I evaluate Spark 4 try_variant_get method handling variant type data. First I make sql statements examples.
CREATE TABLE family (
id INT,
data VARIANT
);
INSERT INTO family (id, data)
VALUES
(1, PARSE_JSON('{"name":"Alice","age":30}')),
(2, PARSE_JSON('[1,2,3,4,5]')),
(3, PARSE_JSON('42'));
When SQL is executed, no errors are brought. Then Below codes are the select command using try_variant_get method
SELECT
id,
try_variant_get(data, '$.name', 'STRING') AS name,
try_variant_get(data, '$.age', 'INT') AS age
FROM
family
WHERE
try_variant_get(data, '$.name', 'STRING') IS NOT NULL;
SQL output is successfully returned. Then I transform these SQL statements into java api codes.
SparkSession spark = SparkSession.builder().master("local[*]").appName("VariantExample").getOrCreate();
StructType schema = new StructType()
.add("id", DataTypes.IntegerType)
.add("data", DataTypes.VariantType);
Dataset<Row> df = spark.createDataFrame(
Arrays.asList(
RowFactory.create(1, "{\"name\":\"Alice\",\"age\":30}"),
RowFactory.create(2, "[1,2,3,4,5]"),
RowFactory.create(3, "42")
),
schema
);
Dataset<Row> df_sel = df.select(
col("id"),
try_variant_get(col("data"), "$.name", "String").alias("name"),
try_variant_get(col("data"), "$.age", "Integer").alias("age")

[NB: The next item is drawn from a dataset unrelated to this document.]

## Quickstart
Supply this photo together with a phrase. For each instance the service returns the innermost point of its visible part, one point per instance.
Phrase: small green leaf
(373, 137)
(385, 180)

).where("name IS NOT NULL");
df_sel.printSchema();
df_sel.show();
But these java codes throw the following exceptions.
root
|-- id: integer (nullable = true)
|-- name: string (nullable = true)
|-- age: integer (nullable = true)
Exception in thread "main" java.lang.ClassCastException: class java.lang.String cannot be cast to class org.apache.spark.unsafe.types.VariantVal (java.lang.String is in module java.base of loader 'bootstrap'; org.apache.spark.unsafe.types.VariantVal is in unnamed module of loader 'app')
at org.apache.spark.sql.catalyst.expressions.variant.VariantGet.nullSafeEval(variantExpressions.scala:282)
at org.apache.spark.sql.catalyst.expressions.BinaryExpression.eval(Expression.scala:692)
at org.apache.spark.sql.catalyst.expressions.Alias.eval(namedExpressions.scala:159)
at org.apache.spark.sql.catalyst.expressions.InterpretedMutableProjection.apply(InterpretedMutableProjection.scala:89)
at org.apache.spark.sql.catalyst.optimizer.ConvertToLocalRelation$$anonfun$apply$48.$anonfun$applyOrElse$83(Optimizer.scala:2231)
at scala.collection.immutable.List.map(List.scala:247)
at scala.collection.immutable.List.map(List.scala:79).....
The "String" parameter of try_variant_get method has some problems. But I have no idea what is wrong with these java codes. Kindly inform me how to fix these errors.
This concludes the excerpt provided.